Sunday Shenanigans

Every Sunday morning, Craig gets up early, walks the dog and is up at Apes Hill Golf course by 7am.  I lie in bed listening to him move around the house, pretending to sleep so I don’t have to talk with him and just enjoy the anticipation of the peace that is about to descend as he closes the back door.  I love that he has the opportunity to enjoy his passion in a beautiful setting and I love my morning of silence and peace and quiet; for the boy would rather be talking to his mates on his X box,  than thinking he might want a conversation or to spend any time with his Mother.

Sundays in our home are so much more relaxed than frenetic Saturdays which involve getting the boy to his football games on time, trying to contain my inner coach as we sit on the sidelines watching him play, ferrying him and his girlfriend backwards and forwards, an evening event or activity and the tussle of bedtime which, for a nocturnal 14 year old,  is never the time he is happy to disappear.

I spend my Sunday mornings normally mooching around the fresh produce at Holders Hill farmers market, cleaning up the kitchen from the night before and sometimes wallowing in a fragrant bath with a good book.  This time is now sacrosanct in my week, it allows me  to put the past week behind me and plan, and sometimes write to-do lists, for the week ahead.

Normally Craig returns around 1pm, we have a spot of lunch and head over to the East Coast for a walk with the dog before starting the weekly battle of unfinished homework for the week ahead.

None of this happened today.

The heavens opened which means the market is a wash out;  Roscoe is on a hollow leg day which involves a mountain  of cooking and cleaning up as he eats one meal and then demands another within 30 minutes.  The dog wants to constantly play to get rid of all of his excess energy from spending a week mainly indoors and I respond to a couple of emails which demand immediate attention and which spike up my stress levels – more of this  in another blog.

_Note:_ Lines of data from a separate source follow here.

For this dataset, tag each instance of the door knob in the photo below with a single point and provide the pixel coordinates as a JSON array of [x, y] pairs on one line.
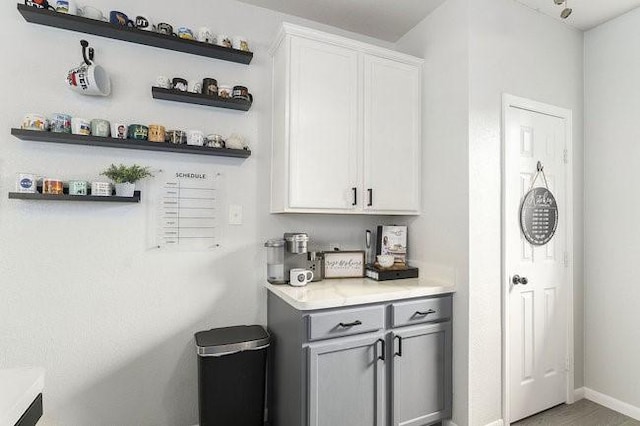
[[517, 279]]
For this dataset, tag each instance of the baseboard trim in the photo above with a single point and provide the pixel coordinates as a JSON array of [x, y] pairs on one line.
[[612, 403]]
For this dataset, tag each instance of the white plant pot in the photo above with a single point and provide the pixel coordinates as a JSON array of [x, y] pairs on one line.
[[125, 189]]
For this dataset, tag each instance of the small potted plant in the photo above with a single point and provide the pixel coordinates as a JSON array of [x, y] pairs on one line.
[[125, 177]]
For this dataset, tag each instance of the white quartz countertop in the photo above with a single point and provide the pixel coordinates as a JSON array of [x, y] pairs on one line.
[[19, 387], [335, 293]]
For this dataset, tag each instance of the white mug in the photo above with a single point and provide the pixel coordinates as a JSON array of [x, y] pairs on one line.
[[204, 35], [90, 80], [195, 138], [80, 126], [66, 6], [91, 13], [299, 277], [195, 86]]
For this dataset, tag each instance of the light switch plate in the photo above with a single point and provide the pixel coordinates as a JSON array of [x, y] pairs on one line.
[[235, 214]]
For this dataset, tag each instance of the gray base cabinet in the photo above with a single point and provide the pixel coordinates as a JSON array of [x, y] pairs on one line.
[[373, 365]]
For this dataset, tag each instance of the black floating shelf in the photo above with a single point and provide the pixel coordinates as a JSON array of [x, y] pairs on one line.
[[133, 35], [65, 138], [67, 197], [199, 99]]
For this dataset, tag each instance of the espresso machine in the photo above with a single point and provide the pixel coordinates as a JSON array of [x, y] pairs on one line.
[[289, 253]]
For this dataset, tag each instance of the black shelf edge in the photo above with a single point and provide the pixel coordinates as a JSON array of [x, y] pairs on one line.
[[105, 29], [49, 197], [65, 138], [199, 99]]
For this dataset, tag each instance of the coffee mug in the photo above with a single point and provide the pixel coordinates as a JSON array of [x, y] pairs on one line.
[[225, 91], [90, 80], [35, 122], [195, 86], [204, 35], [214, 141], [176, 137], [143, 23], [299, 277], [164, 82], [224, 40], [195, 138], [80, 126], [210, 87], [180, 84], [40, 4], [157, 133], [241, 92], [121, 19], [66, 6], [164, 28], [138, 131], [240, 43], [91, 12], [100, 128], [60, 123], [186, 33], [118, 130]]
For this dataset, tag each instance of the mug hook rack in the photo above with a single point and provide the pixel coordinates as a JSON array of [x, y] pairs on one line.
[[87, 52]]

2pm comes with no sign of Craig.  I send him a humourous prod on  Whats app reminding him we are here.  This gets ignored so an hour later I call and the phone rings and rings and rings.  No answer. My blood is now on a rolling boil.  We have reached the point where I am less tolerant of an errant husband who does not have the decency to respond to let me know he’s okay.

When he appears he is significantly worse for wear.  In fact I have not seen him quite so inebriated for a very long time.  Unlike many of the men I grew up with in the North of Scotland, Craig is a happy drunk; he likes singing, is tactile, loquacious, loud and generally full of bonhomie.  I am in no mood for such good cheer and after giving him a proper telling off, I head out in the car for an hour to calm down.  During this time he manages to burn the dinner which I’ve asked him to watch then turn off and he pesters Roscoe for conversation which is a real eye opener for them both.

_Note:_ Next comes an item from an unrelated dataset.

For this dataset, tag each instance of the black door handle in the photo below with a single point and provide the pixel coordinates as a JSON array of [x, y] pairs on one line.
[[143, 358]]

I return to his obvious delight that I’m home and then he repeats all that he’s told me an hour earlier.  I try to salvage dinner and start to soak the burnt pots in the sink.  He’s not interested in eating the homemade chicken soup I give him and is obviously planning on today’s calorific intake coming from his two Wheetabix this morning and whatever liquid he’s poured down his throat on the 19th hole.

He insists on coming with me for the evening dog walk. He is obviously in the ‘drunken denial’ stage.  I purposely walk in front with Monty so I’m unable to comment on his inability to stay on the path,  although some of the swaying about can be attributed to the fact that he’s taken out his contact lenses and can barely see.  It takes him about 15 minutes to work this out and it does mean that he’s forlornly and repeatedly calling my name when we end up way in front of him, given he’s stopped for some ‘relief’.  He really is quite blind without his glasses or lenses.   I can only roll my eyes when on our way home he greets a neighbour with good cheer, hanging onto her garden gate for balance as he regales her with our Monty escapades from the last week.

We arrive home and I lock him in the den room downstairs as Roscoe’s French tutor is leaving.  I need her to return next week.

By now its dawning on him that he’s really worse for wear and we’re moving into the ‘apology’ stage.  This is then followed by the ‘passing out’ stage and then the’ waking starting to feel awful’ stage.  As I write, he’s prone on the sofa upstairs making soft groaning followed by loud snoring noises.

After my initial outburst I’ve remained calm and patient.  He’s obviously suffering from his inability to know when he’s had an elegant sufficiency.  He doesn’t need reminding.

After all tomorrow is Monday.  The start of the working week.  When at 0800 he’s opening a conference with a speech that remains partially written.

There is indeed a penalty for Sunday shenanigans.